Judas 20 dice: “Vosotros, amados, edificándoos sobre vuestra santísima fe, orando en el Espíritu Santo”. El Espíritu Santo en Judas es el Espíritu en el cual oramos. Necesitamos orar no en nosotros mismos, sino en Él. El versículo 19 dice: “Éstos son los que causan divisiones, los anímicos, que no tienen espíritu”. Las personas en el mundo son anímicas, y no les importa su espíritu ni lo usan; ellos viven y andan en el alma. Nosotros los creyentes tenemos que usar nuestro espíritu al orar en el Espíritu Santo. Sin embargo, en principio podríamos ser iguales a las personas mundanas al andar y vivir en nuestra alma.
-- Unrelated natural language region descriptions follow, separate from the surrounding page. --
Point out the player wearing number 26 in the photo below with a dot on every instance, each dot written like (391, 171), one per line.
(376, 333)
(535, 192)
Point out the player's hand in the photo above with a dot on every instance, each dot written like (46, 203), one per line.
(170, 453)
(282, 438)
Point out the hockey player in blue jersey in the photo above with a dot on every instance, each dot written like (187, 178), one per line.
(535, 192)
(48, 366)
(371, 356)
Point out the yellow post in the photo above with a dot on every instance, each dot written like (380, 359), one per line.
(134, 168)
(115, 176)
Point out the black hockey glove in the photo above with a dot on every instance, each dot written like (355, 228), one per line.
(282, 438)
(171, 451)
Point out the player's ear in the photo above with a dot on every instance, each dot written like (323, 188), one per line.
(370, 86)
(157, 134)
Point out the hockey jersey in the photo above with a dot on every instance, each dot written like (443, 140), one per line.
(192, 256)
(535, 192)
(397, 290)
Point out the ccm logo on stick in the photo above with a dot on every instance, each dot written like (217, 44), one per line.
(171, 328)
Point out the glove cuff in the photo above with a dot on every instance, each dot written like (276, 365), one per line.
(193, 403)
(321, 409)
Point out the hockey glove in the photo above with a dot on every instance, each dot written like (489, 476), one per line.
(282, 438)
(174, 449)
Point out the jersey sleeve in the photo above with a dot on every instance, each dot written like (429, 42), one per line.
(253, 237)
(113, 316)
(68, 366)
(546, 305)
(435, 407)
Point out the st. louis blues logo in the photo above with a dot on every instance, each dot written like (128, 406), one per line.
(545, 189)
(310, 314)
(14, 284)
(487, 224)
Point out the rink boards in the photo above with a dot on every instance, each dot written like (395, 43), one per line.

Si éste es el caso, parecerá que no tenemos espíritu. Lo que distingue a los creyentes de los incrédulos es que los últimos son anímicos y no utilizan su espíritu, mientras que los primeros se ocupan de su espíritu y oran en el Espíritu Santo.
Podríamos ilustrar la diferencia que existe entre los creyentes y los incrédulos de las siguientes maneras. Cuando un incrédulo está por viajar, él ejercita su mente para determinar si debería viajar por autobús o por avión. Esto significa que él es anímico. Sin embargo, cuando un creyente está por viajar, él debería tomar su decisión al ejercitar su espíritu para orar. De manera similar, los incrédulos ejercitan su mente y viven en el alma para tomar decisiones acerca de su educación. No obstante, los creyentes se comportan de una manera distinta. Puesto que el Espíritu Santo mora en su interior, ellos toman todas sus decisiones al ejercitar su espíritu para orar en Él. Sin embargo, es lamentable que nosotros a veces nos comportemos de la misma forma que los incrédulos. Tal parece que nosotros no tenemos un espíritu, que somos anímicos. En todo, incluso al ir de compras, por ejemplo, necesitamos orar en el Espíritu. No deberíamos ejercitar nuestra mente para comprar cosas en el alma. Necesitamos ejercitar nuestro espíritu a fin de hacer nuestras compras con oración. Los incrédulos no tienen al Espíritu Santo en su espíritu, pero nosotros los creyentes sí lo tenemos.